Figure 4.3: How to interpret distance of a p53RE to the nearest HGNC Gene Location

4.1.2 Genomic coordinate filtering by chromosome and location

The next three filters allow users to filter p53RE (rows) by chromosome and position. Users can restrict the data displayed to a single chromosome using the dropdown box. Chromosomes are listed in numerical order (from 1-22) and then by chrX, Y, and M. Users can also filter p53RE by their position on a chromosome using the Chromosome Start and Chromosome Stop input boxes. Entering a number in the Chromosome Start box will filter rows where the p53RE is found 3’ (higher number) of the value input. Entering a number in the Chromosome Stop box will restrict the data to p53RE that are found 5’ (lower number) to the input value. For example, selecting chr19 and restricting the Chromosome Start and Stop to 500000 and 550000, respectively, (solid box, Figure 4.4) will find 6 entries (dashed box, Figure 4.4). This functionality is similar to using common genome browsers (like UCSC) and restricting the “view” to chr19:500000-550000.

Note that any numbers input into the Chromosome Start or Chromosome Stop boxes must be free of any commas or other delimiters.

Figure 4.4: Filtering p53RE by chromosome location and position

4.2 p53 Binding Filters

This filtering panel allows for users to select p53RE with observed, in vivo p53 occupancy defined in a series of 4 different meta-analyses.

[1] A. Verfaillie et al., “Multiplex enhancer-reporter assays uncover unsophisticated TP53 enhancer logic,” Genome Res., vol. 26, no. 7, pp. 882–895, Jul. 2016, doi: 10.1101/gr.204149.116.

[2] K. Riege, H. Kretzmer, A. Sahm, S. S. McDade, S. Hoffmann, and M. Fischer, “Dissecting the DNA binding landscape and gene regulatory network of p63 and p53.,” Elife, vol. 9, Dec. 2020, doi: 10.7554/eLife.63266.

[3] T.-A. T. Nguyen et al., “Revealing a human p53 universe,” Nucleic Acids Research, Aug. 2018, doi: 10.1093/nar/gky720.

[4] F. Hammal, P. de Langen, A. Bergon, F. Lopez, and B. Ballester, “ReMap 2022: a database of Human, Mouse, Drosophila and Arabidopsis regulatory regions from an integrative analysis of DNA-binding sequencing experiments,” Nucleic Acids Res, vol. 50, no. D1, pp. D316–D325, Jan. 2022, doi: 10.1093/nar/gkab996.

The first dropdown box allows users to filter based on whether the p53RE was bound by p53 in at least one of the 4 meta-analyses (Figure 4.5). This represents the least stringent p53 binding filter because it allows that the occupancy was observed in a single experiment. Selecting NO will display p53RE without p53 binding in these studies, while selecting ANY will display all p53RE (rows) that pass all other filters. When users first start the p53motifDB, the default filtering scheme is to only display p53RE (rows) that have at least one observation of p53 binding across the 4 meta-analyses.

The remaining 4 dropdown boxes limit the filtering to individual p53 binding meta-analyses.
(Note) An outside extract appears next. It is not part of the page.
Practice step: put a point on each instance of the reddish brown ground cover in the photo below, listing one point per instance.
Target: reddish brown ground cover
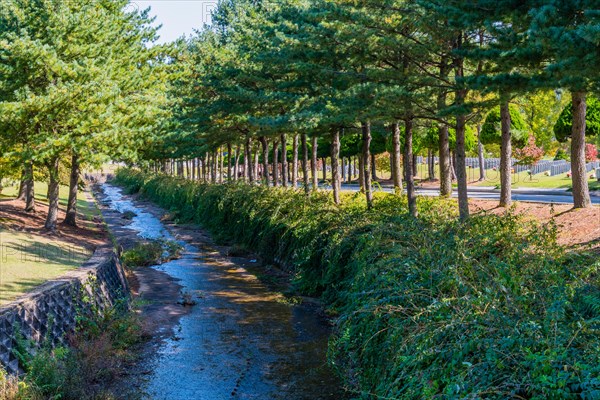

In-depth, specific information on the underlying meta-analyses data can best be found in the specific manuscripts listed above. Users can export some of this information from Riege et al and the ReMap 2022 analysis, including specific cell lines and conditions where p53 binding was observed. in the “Query Other Datasets” Chapter 6).

Figure 4.5: Filtering p53RE by p53 protein occupancy

4.3 Chromatin Filters

The second group of filters allows users to select p53RE that fall within genomic regions that have characteristics of putative transcriptional regulatory regions. The ENCODE Project identified genomic regions with defined chromatin structure characteristics. The goal was to segment the genome into functional regions, such as regions that are likely to be enhancers or promoters or regions that are likely to be heterochromatin. The p53motifBD surveyed p53RE locations relative to these chromatin-based functional genome segmentations. Below, we describe the three types of segmentation and how users can filter p53RE based on these characteristics.

4.3.1 Candidate cis-regulatory elements (cCRE)

The first filter allows users to select p53RE that overlap candidate Cis-Regulatory Elements (cCRE). These elements were defined by integrating DNase and ATAC accessibility information, H3K4me3 and H3K27ac enrichment, and binding by CTCF or other transcription factors.

Figure 4.6: Filtering by candidate Cis-Regulatory Element (cCRE)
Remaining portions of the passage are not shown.